The robot can also play certain pre-programmed songs (even during dances) using the peizo-buzzer that we wired up:
- The Anthem
- Mario: Super Mario Bros Theme Song
- Stranger Things: Stranger Things Theme Song
- All Star: All-Star by Smash Mouth Chorus
- Tetris: Classic Tetris Game Theme Song
- Fortnite: Fortnite Default Dance Song
The robot has a small 1-inch LCD display that displays a menu that makes accessing the dances and music a lot easier
The robot has a 6 key keypad that takes in user input, it requires a password to start! (hint: 1234)

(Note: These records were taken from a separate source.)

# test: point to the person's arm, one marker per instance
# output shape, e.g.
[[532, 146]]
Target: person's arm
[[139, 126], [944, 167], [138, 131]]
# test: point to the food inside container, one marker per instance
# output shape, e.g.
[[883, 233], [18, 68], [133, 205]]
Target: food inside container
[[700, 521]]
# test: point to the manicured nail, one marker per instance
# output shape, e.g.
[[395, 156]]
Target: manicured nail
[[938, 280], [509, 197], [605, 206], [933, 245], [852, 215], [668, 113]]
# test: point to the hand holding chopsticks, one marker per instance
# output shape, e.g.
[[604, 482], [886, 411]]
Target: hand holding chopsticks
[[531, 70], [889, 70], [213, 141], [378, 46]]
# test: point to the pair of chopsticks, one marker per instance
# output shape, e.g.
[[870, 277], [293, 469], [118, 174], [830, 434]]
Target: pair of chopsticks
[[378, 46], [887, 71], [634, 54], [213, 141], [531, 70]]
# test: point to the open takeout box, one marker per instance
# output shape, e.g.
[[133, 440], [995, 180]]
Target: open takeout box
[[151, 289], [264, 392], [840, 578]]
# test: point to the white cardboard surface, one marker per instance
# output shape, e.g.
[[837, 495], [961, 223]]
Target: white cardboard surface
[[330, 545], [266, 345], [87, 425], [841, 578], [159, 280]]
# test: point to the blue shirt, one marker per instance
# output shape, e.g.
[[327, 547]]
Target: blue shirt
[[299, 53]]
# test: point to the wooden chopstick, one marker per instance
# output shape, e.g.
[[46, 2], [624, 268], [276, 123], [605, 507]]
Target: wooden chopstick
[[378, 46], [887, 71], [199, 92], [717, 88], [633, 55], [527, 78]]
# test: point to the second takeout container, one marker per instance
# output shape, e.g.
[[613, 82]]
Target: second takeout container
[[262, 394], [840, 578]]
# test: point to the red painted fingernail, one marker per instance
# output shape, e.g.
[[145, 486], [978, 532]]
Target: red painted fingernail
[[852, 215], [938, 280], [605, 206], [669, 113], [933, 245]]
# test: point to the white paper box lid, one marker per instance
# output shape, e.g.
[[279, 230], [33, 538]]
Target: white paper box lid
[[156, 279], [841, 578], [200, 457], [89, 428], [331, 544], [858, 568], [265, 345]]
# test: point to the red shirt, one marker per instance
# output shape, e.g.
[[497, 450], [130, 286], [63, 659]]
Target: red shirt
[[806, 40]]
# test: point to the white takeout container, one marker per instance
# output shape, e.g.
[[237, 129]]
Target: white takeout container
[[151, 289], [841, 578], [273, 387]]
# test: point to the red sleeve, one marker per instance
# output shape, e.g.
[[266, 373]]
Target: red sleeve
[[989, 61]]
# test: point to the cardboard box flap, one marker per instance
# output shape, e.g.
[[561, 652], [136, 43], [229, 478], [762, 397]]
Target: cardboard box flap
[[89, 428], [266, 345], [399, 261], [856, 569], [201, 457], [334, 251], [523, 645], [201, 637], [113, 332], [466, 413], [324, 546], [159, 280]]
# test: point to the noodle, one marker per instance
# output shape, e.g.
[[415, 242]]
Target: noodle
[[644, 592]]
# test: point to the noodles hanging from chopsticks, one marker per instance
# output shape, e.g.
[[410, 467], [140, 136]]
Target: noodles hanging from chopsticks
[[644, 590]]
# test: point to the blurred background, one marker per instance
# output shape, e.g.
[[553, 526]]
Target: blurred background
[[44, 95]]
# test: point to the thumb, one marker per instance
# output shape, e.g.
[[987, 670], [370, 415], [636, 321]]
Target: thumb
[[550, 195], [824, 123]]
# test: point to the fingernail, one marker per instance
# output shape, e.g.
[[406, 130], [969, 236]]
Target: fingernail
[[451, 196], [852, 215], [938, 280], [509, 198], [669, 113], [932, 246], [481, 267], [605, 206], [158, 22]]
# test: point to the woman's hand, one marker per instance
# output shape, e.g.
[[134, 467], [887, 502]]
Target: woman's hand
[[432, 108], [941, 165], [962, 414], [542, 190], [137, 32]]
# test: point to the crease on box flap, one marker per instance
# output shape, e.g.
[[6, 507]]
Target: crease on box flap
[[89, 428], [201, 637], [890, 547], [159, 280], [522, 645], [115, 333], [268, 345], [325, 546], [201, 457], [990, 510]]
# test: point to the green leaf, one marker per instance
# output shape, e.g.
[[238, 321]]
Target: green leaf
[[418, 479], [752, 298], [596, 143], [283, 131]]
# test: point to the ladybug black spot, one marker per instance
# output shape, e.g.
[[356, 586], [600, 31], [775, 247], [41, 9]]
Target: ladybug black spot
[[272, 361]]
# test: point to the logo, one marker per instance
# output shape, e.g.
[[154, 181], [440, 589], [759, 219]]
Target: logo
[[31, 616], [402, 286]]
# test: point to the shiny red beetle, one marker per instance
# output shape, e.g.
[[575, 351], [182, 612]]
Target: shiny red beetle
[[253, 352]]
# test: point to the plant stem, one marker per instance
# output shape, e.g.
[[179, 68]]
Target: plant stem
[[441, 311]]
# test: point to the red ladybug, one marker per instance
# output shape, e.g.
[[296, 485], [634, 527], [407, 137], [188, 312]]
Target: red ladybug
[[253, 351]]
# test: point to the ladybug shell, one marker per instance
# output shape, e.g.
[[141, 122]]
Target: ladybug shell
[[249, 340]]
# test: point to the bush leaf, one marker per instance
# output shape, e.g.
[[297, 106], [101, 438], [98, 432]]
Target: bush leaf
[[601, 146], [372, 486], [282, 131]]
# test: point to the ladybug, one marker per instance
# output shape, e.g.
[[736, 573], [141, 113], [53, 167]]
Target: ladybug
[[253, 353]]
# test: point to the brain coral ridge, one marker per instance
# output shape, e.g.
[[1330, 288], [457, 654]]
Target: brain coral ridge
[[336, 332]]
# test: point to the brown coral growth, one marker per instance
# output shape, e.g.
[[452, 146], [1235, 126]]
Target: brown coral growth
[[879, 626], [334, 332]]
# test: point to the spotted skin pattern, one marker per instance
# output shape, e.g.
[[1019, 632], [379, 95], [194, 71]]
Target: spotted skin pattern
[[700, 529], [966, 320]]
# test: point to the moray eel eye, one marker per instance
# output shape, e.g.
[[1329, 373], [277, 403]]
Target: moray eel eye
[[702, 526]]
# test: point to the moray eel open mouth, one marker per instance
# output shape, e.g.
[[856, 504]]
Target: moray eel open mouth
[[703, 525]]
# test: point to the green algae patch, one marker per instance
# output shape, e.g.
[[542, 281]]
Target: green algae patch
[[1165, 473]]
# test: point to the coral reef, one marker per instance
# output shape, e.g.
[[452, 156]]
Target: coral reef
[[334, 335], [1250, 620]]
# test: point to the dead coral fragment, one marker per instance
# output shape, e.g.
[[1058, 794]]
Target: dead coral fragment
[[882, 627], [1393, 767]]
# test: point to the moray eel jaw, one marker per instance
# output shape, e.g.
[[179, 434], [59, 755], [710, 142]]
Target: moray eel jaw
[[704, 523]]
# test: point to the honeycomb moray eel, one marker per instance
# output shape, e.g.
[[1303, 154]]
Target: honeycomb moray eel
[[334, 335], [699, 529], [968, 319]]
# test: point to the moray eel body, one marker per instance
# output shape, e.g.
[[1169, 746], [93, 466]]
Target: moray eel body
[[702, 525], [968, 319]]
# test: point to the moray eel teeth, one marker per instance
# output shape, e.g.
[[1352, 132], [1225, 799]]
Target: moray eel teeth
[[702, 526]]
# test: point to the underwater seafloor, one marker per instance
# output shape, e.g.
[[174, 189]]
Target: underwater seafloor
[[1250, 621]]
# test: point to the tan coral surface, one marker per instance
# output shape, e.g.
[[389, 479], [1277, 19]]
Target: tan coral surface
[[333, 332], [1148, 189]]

The robot has an ultrasonic sensor that detects walls and motion and stop any dance move if it detects an object too close
- Lights The robot has an onboard RGB light that flashes to indicate the status of the robot and any I/O feedback. Whenever the user pressess a key on the keypad the RGB light flashes white. Whenever the robot is stopped due to it detecting an object too close, the RBG light will flash red 3 times.
How we built it
The professors provided a 3D printed robot chassis for us to house all the components in. We used 2 breadboards to house the
wires for all the components of the robot. A detailed circuit schematic is below created using the Fritzing software.
Challenges we ran into
There were lots of wiring issues for interfacing with the ItsyBity, the microcontroller that we use. Since we want to include as many feature as we can there weren’t enough ports on the ItsyBitsy for us to use. We had to implement and wire a 2:3 decoder to reduce the number of ports used by the keypad from 7 to 4. There are many of these types of issues, we also had to fit all the wiring into a pretty compact casing, so that required lots of planning and rewiring of the robot.
What we learned
I personally gained a better understanding and familiarity with Python and particularily the CircuitPython and Adafruit libraries in Python that helps us to better interface the I/O devices.